If you don’t make more than $6,300 as an employee, you generally don’t have to file a tax return. However, if you had income tax withheld from your paychecks, you’ll want to file return in order to get that money back.

If you run your own business and make more than $400, you’ll need to file Schedule C with your tax return and pay self-employment tax, unless you qualify for one of the exceptions.

TaxAct makes preparing and filing your taxes quick, easy and affordable so you get your maximum refund. It’s the best deal in tax. Start free now or sign into your TaxAct Account.
About Sally Herigstad

Sally Herigstad is a certified public accountant and personal finance columnist and author of Help! I Can't Pay My Bills, Surviving a Financial Crisis (St. Martin's Griffin). She writes regularly at CreditCards.com, Bankrate.com, Interest.com, RedPlum, and MSN Money. She is an experienced speaker and a member of Toastmasters International. Follow Sally on Twitter.

Comments

  1. Doug Getter says:

    Is it possible for a 14 year old dependent child who is able to earn taxable income to have a Roth IRA? If so, what is the Roth deposit threshold?

    • Yes, there is no age limit as long as they have earned income. There is a contribution limit which is currently set at 5,500 for 2015 and 2016. This limit increases to $6,500 if you are 50 or older. Thank you!

  2. Phillip McDonough says:

    Sally, I notice you don include NH in the list of states without a state income tax. Grave ommission!

    • You bring up a good point! Residents of New Hampshire do not have to pay state income taxes, however they do have to pay tax on dividends and income from investments. That last detail is why NH wasn’t included in the list of states without a state income tax. However, this is a great detail to add to the post for clarification. Thanks!

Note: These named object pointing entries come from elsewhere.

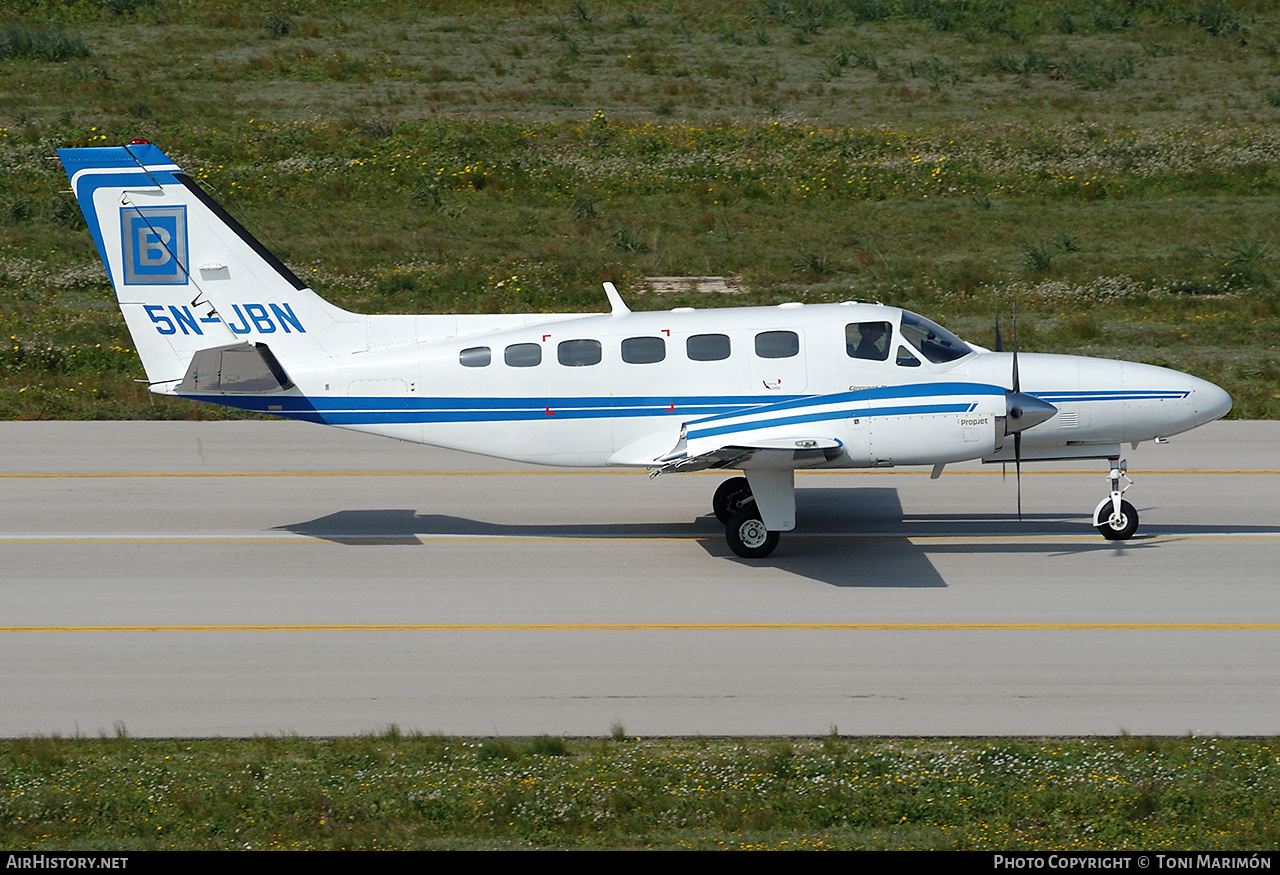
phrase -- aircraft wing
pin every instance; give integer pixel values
(781, 435)
(795, 452)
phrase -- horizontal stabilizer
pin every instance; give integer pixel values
(238, 369)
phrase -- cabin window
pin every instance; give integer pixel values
(937, 344)
(868, 340)
(579, 353)
(777, 344)
(524, 354)
(905, 358)
(708, 347)
(644, 351)
(475, 357)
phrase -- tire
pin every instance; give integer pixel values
(730, 495)
(1124, 527)
(746, 535)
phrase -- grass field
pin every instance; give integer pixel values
(1111, 166)
(1107, 165)
(832, 793)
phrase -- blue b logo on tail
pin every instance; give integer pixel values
(155, 244)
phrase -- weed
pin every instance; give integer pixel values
(813, 264)
(626, 238)
(40, 44)
(1038, 257)
(277, 24)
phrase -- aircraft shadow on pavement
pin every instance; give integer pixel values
(853, 537)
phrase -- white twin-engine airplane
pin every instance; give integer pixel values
(764, 390)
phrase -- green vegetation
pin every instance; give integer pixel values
(1111, 165)
(400, 791)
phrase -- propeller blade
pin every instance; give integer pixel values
(1018, 466)
(1016, 381)
(1000, 340)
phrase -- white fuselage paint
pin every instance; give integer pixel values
(562, 415)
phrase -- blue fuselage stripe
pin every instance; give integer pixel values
(826, 416)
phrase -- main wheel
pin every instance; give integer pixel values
(1123, 527)
(730, 495)
(748, 536)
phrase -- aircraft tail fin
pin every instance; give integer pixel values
(190, 278)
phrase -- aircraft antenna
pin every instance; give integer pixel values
(616, 303)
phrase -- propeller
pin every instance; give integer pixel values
(1000, 340)
(1022, 412)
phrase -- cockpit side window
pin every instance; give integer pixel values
(937, 344)
(869, 340)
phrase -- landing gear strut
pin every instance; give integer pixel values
(1115, 518)
(730, 496)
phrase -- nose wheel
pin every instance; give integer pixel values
(1115, 518)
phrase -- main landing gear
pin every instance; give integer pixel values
(1115, 518)
(744, 528)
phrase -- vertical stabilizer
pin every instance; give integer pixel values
(187, 275)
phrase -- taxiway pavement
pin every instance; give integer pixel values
(237, 578)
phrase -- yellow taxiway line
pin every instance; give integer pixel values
(99, 475)
(662, 627)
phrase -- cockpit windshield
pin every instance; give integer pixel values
(935, 342)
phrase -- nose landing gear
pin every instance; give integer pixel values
(1115, 518)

  3. Brenda Moorhead says:

    I filed my federal and state income tax on TaxAct on March 15, 2016. I didn’t owe any federal but I was supposed to be getting a refund from the state of Mississippi. I have called the supplied number several times and I get a recording that says my return has been received and is being reviewed. It is now August 18th and I still haven’t received my refund. The recording also says that it would do no good to speak to a rep. because they wouldn’t know anything.

  4. Pablo Garcia says:

    Is all Social Security Retirement taxable or do I have to show it on my income tax returns. I know my state retirement is reportable but I have heard it both ways to report my Social Security and others say not to even mention it.

    • Not all of your Social Security payments are taxable, and there is a tax worksheet available to help you determine the taxable portion. However, if filling out a form makes you feel uneasy, the quickest and easiest way to determine the taxable amount is by entering your information into TaxAct as we’ll do the calculations for you to ensure you’re covered.